To do this at scale, we need some level of automation. This is where AI-powered tools, especially Optical Character Recognition (OCR), come in. These tools help convert scanned manuscripts into machine-readable text. For this task, we currently rely heavily on the Transkribus platform, which combines computer vision and annotation tools tailored to historical documents. Once the text is captured, historians review it to ensure a high-level of transcription accuracy. Then, Natural Language Processing (NLP) techniques are applied to analyze the text — to detect names, places, and events and so on.

The Evolution of NLP

NLP has changed dramatically over the past decade. In the early days, it relied on steps like lemmatising, stemming, stop-word removal, and similarity calculations. Today, cutting-edge NLP models are powered at foundational level by Deep Learning and Transformer models like BERT and its variants, which can “learn” patterns and context from vast datasets.

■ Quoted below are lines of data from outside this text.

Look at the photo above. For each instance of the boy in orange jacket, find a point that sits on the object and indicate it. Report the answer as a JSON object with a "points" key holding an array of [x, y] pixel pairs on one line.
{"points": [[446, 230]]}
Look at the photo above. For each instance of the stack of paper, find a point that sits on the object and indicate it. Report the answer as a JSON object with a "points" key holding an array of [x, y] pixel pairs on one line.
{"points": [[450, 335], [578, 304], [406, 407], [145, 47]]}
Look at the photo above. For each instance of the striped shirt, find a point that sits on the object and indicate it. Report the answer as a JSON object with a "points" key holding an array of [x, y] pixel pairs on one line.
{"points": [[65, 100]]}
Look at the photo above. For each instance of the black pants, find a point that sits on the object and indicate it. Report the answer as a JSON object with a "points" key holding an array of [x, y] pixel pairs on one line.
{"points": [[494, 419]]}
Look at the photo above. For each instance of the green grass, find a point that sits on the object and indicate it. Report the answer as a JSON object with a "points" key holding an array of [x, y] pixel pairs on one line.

But even the most powerful model will struggle if it hasn’t seen examples like the data it is being asked to interpret. For VOICES, this is especially true: the manuscripts are written in early modern English, with spelling and grammar quite different from what AI models typically see in their training. Here is an example: a word that existed in early modern English may have evolved or disappeared entirely by the time we get to contemporary English — but it still carries the same meaning. Without training on those older forms, a model may miss the point entirely and misclassify them as transcription errors. Equally, it may not recognize legal terminology, such as the use of the word ‘relict’ to mean ‘widow’.

NLP_1

Tailoring AI for Historical Texts

To meet this challenge, we are assessing specialized AI models like MacBERTh, which is trained specifically on early modern English, alongside more general models like RoBERTa, WikiNeural, and Stanford CoreNLP. These models are being validated through a custom-built NLP pipeline. For example, in the case of the 1641 Depositions — a carefully curated collection — we can evaluate how well these tools identify names, places, and events, against the already manually extracted list. The analysed texts are available and were annotated in previously executed projects, in standard formats such as TEI-XML, and a relational database model in SQL, and plain text, allowing for detailed benchmarking. 

Let’s look an example based on the same early modern English paragraph that appears in the deposition of Elizabeth Price (Armagh). The images below illustrates which entities each of the AI models currently identify.

Why Reproducibility and Responsibility Matter

In a project-like VOICES, reproducibility, explainability, and accountability are not optional — they are essential. That is why all our AI-powered tasks are designed to be as transparent as possible and collaborative, always with human oversight.

We are not using AI to replace historians. We are using it to amplify forgotten voices — sentence by sentence — in a responsible, reproducible, and ethical way.

By combining cutting-edge AI with the careful attention of historians, the VOICES project continues to shed light on women’s experiences that were overlooked in their time — and might have remained hidden in ours.

Next steps for the People and Places recognition 

As the project moves forward, one of our next steps in the natural language processing workflow will involve the use of controlled vocabularies to enhance model performance — especially in handling the complexities of early modern English. Historical texts often contain inconsistent or misspelled versions of names, whether due to variations in spelling conventions or the hand of the original scribe. For example, the name “Elinor” might appear in different documents as “Elynor”, “Elenor”, or even “Ellinore” — all referring to the same individual. By developing curated lists of known names, places, and entities — informed by expert human annotation — we can guide AI models to better recognize these variants. This human-in-the-loop approach not only improves accuracy but also preserves the nuance and diversity of the original language, while making it more accessible to computational analysis.